As the entire town prepares to celebrate the anniversary of the curse, not knowing it is actually real, Norman must decide what to do. He can skip town and leave everyone to fend off the zombies, or he can be brave and fight. Here, a normal animated movie might morph into a morality tale and preach about doing the right thing. "ParaNorman" stays away from preachy territory with a strong script by Chris Butler, who codirected the film with Sam Fell.

The film comes from Laika, the studio behind "The Corpse Bride" and "Coraline." It keeps with the darker themes of its previous two movies and even has the same lauded stop-motion animation as well.

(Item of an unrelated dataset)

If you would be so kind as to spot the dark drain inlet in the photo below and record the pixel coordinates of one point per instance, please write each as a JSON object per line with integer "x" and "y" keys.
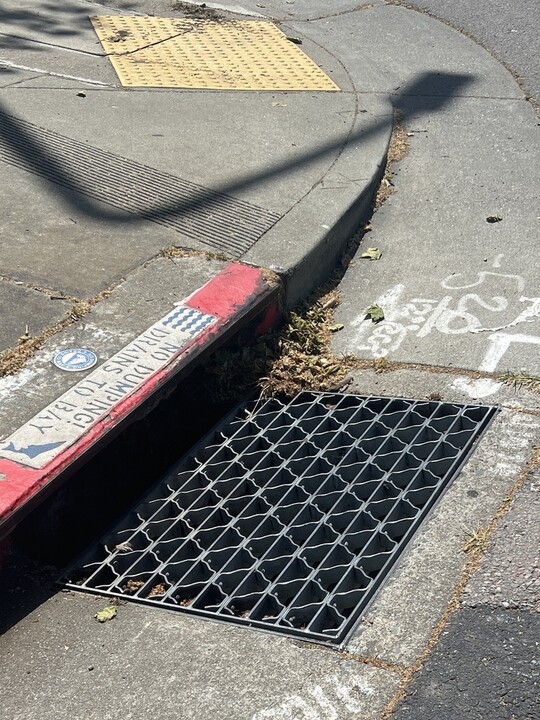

That is where the similarities end, though. "ParaNorman" stands apart from its predecessors as a true coming-of-age film that still manages to get in a few genuine frights and laughs.

Another refreshing thing about the film is that it treats children, the target audience, with dignity and respect. Here, Norman and Neil are intelligent, thoughtful and brave, whereas they could have easily been written with broader strokes. The character development by Butler is fairly amazing, considering the running time is only 93 minutes. It is also nice that Norman is voiced by an actual child actor instead of an adult acting the part of a child, as has happened in several animated films.

Laika may not be quite where Pixar is yet in the animation department, but it is getting there very quickly. Not only does the animation look fantastic, but the writing is top-notch, on par with the some of Pixar's best, like "Toy Story" and "Monsters, Inc." Movie fans will be well-served if the studio continues to aim for Pixar's greatness.

Adult movie fans should also look out for some cheeky references to horror movies like "Halloween" and Sam Raimi films. The fact that these are mixed in makes "ParaNorman" a great film for both adults and children alike. There won't be any shame if adults see this animated movie without a child. Instead, there will be laughs, chills and maybe a life lesson or two about being different.